Serrano v. Rajamani

Appeal from an order of the Supreme Court, Monroe County (Andrew V Siracuse, J.), entered May 16, 2003. The order denied plaintiffs motion and granted defendants’ cross motion for a protective order.

It is hereby ordered that the order so appealed from be and the same hereby is unanimously affirmed without costs.

Memorandum: In this medical malpractice action, plaintiff served a second notice for discovery and inspection seeking, inter alia, journal articles and medical texts that Krishnakumar Rajamani, M.D. (defendant) reviewed or relied upon in treating plaintiff and/or in preparing for his deposition. After receiving defendants’ response to that notice and finding it unsatisfactory, plaintiff moved to compel defendants to provide the requested material or, in the event that the material had been intentionally destroyed, to strike their answer. With respect to the order in appeal No. 1, Supreme Court properly denied plaintiffs motion and properly granted defendants’ cross motion for a protective order. Defendants established that the journal articles and medical texts that defendant reviewed in the course of treating plaintiff were no longer available. Contrary to plaintiffs contention, the loss or destruction of those materials did not constitute spoliation of evidence because defendant did not know that the materials might be needed for future litigation (see Santorelli v Apple & Eve, 290 AD2d 499, 500 [2002]). With respect to those journal articles that defendant obtained through a computer search and provided to his attorney after commencement of this action, defendants established that those articles are privileged. Contrary to plaintiffs further contention, defendants established that defendant did not review those articles in preparation for his deposition, and thus defendants were not required to provide them to plaintiff (see generally McDonough v Pinsley, 239 AD2d 109 [1997]; Stern v Aetna Cas. & Sur. Co., 159 AD2d 1013, 1013-1014 [1990]).

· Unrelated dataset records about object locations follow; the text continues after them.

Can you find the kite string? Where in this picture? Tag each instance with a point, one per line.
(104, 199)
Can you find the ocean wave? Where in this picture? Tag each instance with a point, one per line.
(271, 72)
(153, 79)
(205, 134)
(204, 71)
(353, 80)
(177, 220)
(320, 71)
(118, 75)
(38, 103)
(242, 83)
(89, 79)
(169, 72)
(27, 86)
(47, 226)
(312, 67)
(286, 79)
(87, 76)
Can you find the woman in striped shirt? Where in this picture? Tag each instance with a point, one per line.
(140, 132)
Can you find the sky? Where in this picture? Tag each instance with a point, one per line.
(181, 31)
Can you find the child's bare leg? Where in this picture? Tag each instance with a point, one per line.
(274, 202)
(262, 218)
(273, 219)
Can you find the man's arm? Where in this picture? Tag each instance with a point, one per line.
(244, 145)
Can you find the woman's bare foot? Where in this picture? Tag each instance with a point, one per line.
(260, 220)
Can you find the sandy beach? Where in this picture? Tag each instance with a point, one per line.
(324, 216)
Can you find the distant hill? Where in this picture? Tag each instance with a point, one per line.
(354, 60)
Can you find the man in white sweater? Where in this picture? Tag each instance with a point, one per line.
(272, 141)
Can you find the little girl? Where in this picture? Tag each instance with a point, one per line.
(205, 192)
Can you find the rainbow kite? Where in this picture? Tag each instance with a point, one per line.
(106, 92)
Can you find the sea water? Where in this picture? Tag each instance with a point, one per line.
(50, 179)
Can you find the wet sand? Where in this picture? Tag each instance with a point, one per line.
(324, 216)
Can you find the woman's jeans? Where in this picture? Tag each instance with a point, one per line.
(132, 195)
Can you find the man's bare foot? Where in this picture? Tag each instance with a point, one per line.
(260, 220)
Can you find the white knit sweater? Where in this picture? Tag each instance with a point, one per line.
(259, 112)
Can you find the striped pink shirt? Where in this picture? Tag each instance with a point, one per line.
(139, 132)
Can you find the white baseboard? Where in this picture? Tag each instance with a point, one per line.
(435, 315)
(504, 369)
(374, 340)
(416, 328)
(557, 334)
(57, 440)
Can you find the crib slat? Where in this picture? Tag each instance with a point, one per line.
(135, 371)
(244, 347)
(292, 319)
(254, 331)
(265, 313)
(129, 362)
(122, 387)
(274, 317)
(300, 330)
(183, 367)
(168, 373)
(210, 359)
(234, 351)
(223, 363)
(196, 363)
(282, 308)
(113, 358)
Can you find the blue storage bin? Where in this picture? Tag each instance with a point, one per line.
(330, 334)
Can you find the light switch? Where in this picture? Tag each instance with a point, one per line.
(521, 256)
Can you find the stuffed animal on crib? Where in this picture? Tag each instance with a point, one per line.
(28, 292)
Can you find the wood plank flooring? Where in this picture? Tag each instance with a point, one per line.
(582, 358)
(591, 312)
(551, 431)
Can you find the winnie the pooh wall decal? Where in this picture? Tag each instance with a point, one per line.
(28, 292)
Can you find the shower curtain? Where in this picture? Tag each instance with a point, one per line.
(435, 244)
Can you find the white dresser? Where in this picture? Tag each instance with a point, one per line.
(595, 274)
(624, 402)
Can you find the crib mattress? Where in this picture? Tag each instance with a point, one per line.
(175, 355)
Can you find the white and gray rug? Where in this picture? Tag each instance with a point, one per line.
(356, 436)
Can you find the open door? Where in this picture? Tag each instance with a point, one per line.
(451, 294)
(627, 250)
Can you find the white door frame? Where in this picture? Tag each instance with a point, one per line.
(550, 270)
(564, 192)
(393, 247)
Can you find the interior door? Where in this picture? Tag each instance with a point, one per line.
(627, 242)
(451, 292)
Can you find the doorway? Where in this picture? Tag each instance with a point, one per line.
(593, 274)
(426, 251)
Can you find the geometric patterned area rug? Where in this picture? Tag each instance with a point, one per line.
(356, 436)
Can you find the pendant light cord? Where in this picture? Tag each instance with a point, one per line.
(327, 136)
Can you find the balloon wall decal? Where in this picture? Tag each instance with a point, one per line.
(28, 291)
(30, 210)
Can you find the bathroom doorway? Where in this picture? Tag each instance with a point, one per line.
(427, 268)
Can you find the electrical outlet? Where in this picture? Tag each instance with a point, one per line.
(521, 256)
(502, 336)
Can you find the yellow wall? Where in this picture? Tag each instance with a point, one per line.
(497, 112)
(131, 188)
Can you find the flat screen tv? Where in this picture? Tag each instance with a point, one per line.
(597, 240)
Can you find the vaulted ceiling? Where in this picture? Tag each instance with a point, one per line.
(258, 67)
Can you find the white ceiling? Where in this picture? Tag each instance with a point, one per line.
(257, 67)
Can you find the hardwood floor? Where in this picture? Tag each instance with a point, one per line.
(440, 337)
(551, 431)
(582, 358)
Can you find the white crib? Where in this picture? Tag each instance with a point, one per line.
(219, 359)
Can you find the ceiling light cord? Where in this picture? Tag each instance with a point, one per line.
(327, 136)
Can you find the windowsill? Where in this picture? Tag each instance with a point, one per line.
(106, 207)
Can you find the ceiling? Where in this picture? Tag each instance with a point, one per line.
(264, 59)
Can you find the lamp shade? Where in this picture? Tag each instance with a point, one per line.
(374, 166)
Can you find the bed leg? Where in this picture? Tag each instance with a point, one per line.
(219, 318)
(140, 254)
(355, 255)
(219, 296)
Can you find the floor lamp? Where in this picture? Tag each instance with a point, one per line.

*1192With respect to the order in appeal No. 2, because plaintiff failed to show that the purported “new” material was not in existence or was unavailable at the time of the initial motion, the court properly construed plaintiffs motion as one for leave to reargue only (see Precision Electro Mins. Co. v Dryden Mut. Ins. Co., 4 AD3d 823 [2004]; Boreanaz v Facer-Kreidler, 2 AD3d 1481, 1482; Computerized Med. Imaging Equip, v Diasonics Ultrasound, 303 AD2d 962, 964-965 [2003]; Shouse v Lyons, 265 AD2d 901, 902 [1999]; see generally CPLR 2221 [e] [2]). Because the motion was one for leave to reargue and the court denied it, that part of the order denying plaintiffs motion is not appeal-able (see Westrick v County of Steuben, 309 AD2d 1246, 1247 [2003] ; Empire Ins. Co. v Food City, 167 AD2d 983, 984 [1990]). We reject plaintiffs contention that the court actually granted leave to reargue, considered the merits, and then denied the motion (cf. Tarrant v City of Schenectady, 279 AD2d 870, 872 [2001]; Corey v Gorick Constr. Co., 271 AD2d 911, 912 [2000]). The court considered the motion for leave to reargue only to the extent of concluding that it was entirely groundless and frivolous; it did not reexamine the facts or the issues in the case. In any event, the purported new material would not have changed the determination on the prior motion (see Boreanaz, 2 AD3d at 1482). Present—Hurlbutt, J.P., Scudder, Kehoe, Gorski and Hayes, JJ.